Visiting Guernsey

A small island that’s big on things to do

One of the joys of a break in Guernsey is that all the local attractions are within easy reach and traffic congestion is virtually unheard of – so slow down and enjoy exploring at a leisurely pace!

While away a few hours around the harbour

The quayside makes for a fascinating walk – admire the boats and watch all the comings and goings.  Eventually you’ll end up at Castle Cornet, the fortress that has stood guard over St Peter Port for nearly 800 years.  It now houses four fascinating museums: The Story of Castle Cornet Museum, The Maritime Museum, The 201 Squadron (RAF) Museum and the Militia Museum. The 13th century castle also boasts various gardens that have been created through the ages to provide those living here with herbs, vegetables and flowers. These include the 16th century Sutler’s Garden, the 17th century Lambert Garden, the 18th century Governor’s Garden and the Master Gunner’s Garden.

Folklore and shipwrecks

Located in picturesque Saumarez Park, the Folk and Costume Museum offers a vivid insight into life on the island 100 years ago. Displays include domestic life, farming, fishing and seafaring, trades, the tomato industry, local costume and transport.

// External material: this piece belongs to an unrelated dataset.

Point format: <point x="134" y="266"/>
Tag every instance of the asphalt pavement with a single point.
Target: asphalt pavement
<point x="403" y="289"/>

Fort Grey Shipwreck Museum and Martello Tower, built in 1804, sits at Rocquaine on Guernsey’s rocky west coast. Over the years, many vessels have come to grief on this beautiful but treacherous coast, and it now houses a host of fascinating objects and displays. Discover the gripping stories surrounding a string of disasters ranging from HMS Sprightly in 1777 to the Vermontborg in 2003.

Memories of war

It’s hard to go anywhere on the island without coming across reminders of Guernsey’s occupation during the war – the island is studded with German fortifications and many of the locals still remember this traumatic episode in their recent history. 

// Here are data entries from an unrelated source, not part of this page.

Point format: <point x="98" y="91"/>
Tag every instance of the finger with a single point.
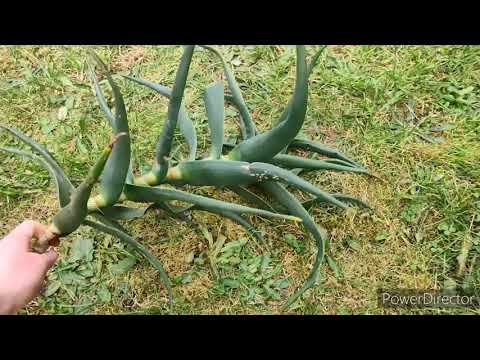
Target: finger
<point x="50" y="257"/>
<point x="24" y="233"/>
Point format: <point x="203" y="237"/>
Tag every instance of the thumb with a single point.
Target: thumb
<point x="49" y="258"/>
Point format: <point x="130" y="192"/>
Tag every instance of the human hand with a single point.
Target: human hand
<point x="22" y="272"/>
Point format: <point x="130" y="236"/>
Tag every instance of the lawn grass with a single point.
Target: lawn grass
<point x="409" y="113"/>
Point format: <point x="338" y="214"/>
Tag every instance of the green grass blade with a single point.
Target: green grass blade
<point x="184" y="123"/>
<point x="314" y="60"/>
<point x="319" y="234"/>
<point x="164" y="144"/>
<point x="322" y="150"/>
<point x="236" y="94"/>
<point x="157" y="194"/>
<point x="64" y="189"/>
<point x="64" y="185"/>
<point x="345" y="198"/>
<point x="126" y="238"/>
<point x="100" y="96"/>
<point x="241" y="124"/>
<point x="247" y="225"/>
<point x="118" y="212"/>
<point x="215" y="105"/>
<point x="291" y="162"/>
<point x="117" y="168"/>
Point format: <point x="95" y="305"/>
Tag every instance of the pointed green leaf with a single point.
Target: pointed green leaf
<point x="215" y="105"/>
<point x="184" y="124"/>
<point x="62" y="182"/>
<point x="236" y="95"/>
<point x="119" y="212"/>
<point x="118" y="165"/>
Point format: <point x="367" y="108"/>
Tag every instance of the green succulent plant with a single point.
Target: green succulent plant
<point x="257" y="161"/>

Reading “The Guernsey Literary and Potato Peel Pie Society” will give you a fascinating insight but you should also visit The German Occupation Museum.  Opened in 1966 it has undoubtedly the finest collection of WWII relics in the Channel Islands. In addition to the vast range of displays and dioramas, audio-visual technology is used to convey the stories and experiences of islanders during the five years of enemy occupation.  You can also visit La Valette German Underground Museum, formerly a fuel storage depot for U-boats, and the huge German Military Underground Hospital.

Art and culture

Author of Les Misérables and The Hunchback of Notre-Dame, Victor Hugo spent 14 years in exile in Guernsey during the reign of Napoleon III.  His house, decorated in flamboyant style by Hugo himself, is well preserved in its original condition.  His son Charles described it as "a veritable three-storey autograph, a poem in several rooms". 

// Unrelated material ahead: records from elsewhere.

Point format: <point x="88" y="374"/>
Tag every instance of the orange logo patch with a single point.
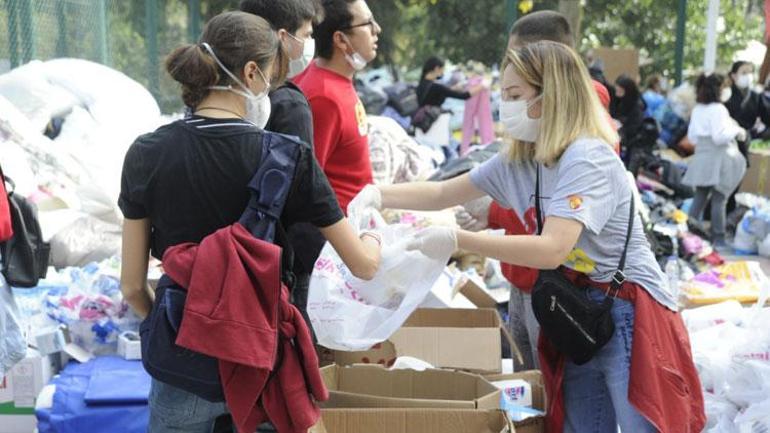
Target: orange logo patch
<point x="575" y="202"/>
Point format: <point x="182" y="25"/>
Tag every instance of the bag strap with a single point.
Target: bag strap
<point x="270" y="187"/>
<point x="538" y="210"/>
<point x="619" y="277"/>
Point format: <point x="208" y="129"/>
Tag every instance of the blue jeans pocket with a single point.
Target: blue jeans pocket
<point x="172" y="405"/>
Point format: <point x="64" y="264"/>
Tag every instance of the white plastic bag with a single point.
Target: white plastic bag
<point x="351" y="314"/>
<point x="13" y="347"/>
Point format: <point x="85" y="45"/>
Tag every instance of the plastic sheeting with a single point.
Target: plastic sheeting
<point x="69" y="412"/>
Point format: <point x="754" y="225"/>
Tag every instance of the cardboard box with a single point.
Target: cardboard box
<point x="619" y="61"/>
<point x="459" y="339"/>
<point x="29" y="377"/>
<point x="373" y="386"/>
<point x="757" y="179"/>
<point x="480" y="296"/>
<point x="412" y="421"/>
<point x="535" y="379"/>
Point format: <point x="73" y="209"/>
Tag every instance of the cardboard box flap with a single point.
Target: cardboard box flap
<point x="439" y="385"/>
<point x="453" y="318"/>
<point x="412" y="421"/>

The Guernsey Museum & Art Gallery houses a variety of exhibitions including ‘The Story of Guernsey’.  This shows the development of the Island and its people through artefacts from Victorian collectors.  There’s also a changing programme of temporary exhibitions in the Rona Cole and Brian White Galleries.

A wealth of walks

The Guernsey cliff paths are a spectacular way to see some of the islands most glorious natural beauty spots.  They stretch for twenty four miles and overlook some spectacular secluded beaches.  Cobo Beach is a favourite spot for watching the sun dip below the horizon - take a picnic, sit on the beach, and watch the day come to a glorious close.

Guernsey’s famous Bluebell Woods are a spectacular around the beginning of April - the ground is carpeted in blues and purples as the bulbs burst into bloom.  You should also take the opportunity to visit what is possibly the smallest chapel in the world.  Built by Brother Déodat who started work in 1914, it is a miniature version of the famous grotto and basilica at Lourdes, beautifully decorated with seashells, pebbles and colourful pieces of broken china.  Another popular excursion is the Millennium Walk at the Reservoir.

Guernsey also has a wealth of experienced accredited tour guides who are eager to share their knowledge of the island, its history and its outstanding beauty.  A programme of walking and coach tours is available or a personal guide can be arranged if required.

All aboard!

The neighbouring islands are a tempting prospect, easily reached by local ferry.  Herm Island is a tranquil beach paradise that’s only 20 minutes over the waves – perfect for a day trip and a drink in the Mermaid Tavern.
 
The Island of Sark is just 40 minutes on the ferry but is a huge step back in time to a tranquil traffic-free environment overflowing with natural beauty. Hire a bike, take a horse drawn carriage, tuck into freshly baked scones with sumptuous Sark cream.

Alderney is a 15 minute hop by plane and well worth the trip – you’ll discover an unspoilt environment, dramatic shipwrecks, impressive forts and bunkers.

Beer and jewellery

Randall’s Brewery Tours are very popular.  One of the brewers will take you step by step through the process, explaining the equipment and ingredients, before you enjoy a pint in their very own bar.

Catherine Best’s jewellery workshop is also an extremely pleasurable way to pass the time – it’s not hard to understand why her reputation extends far beyone the shores of Guernsey.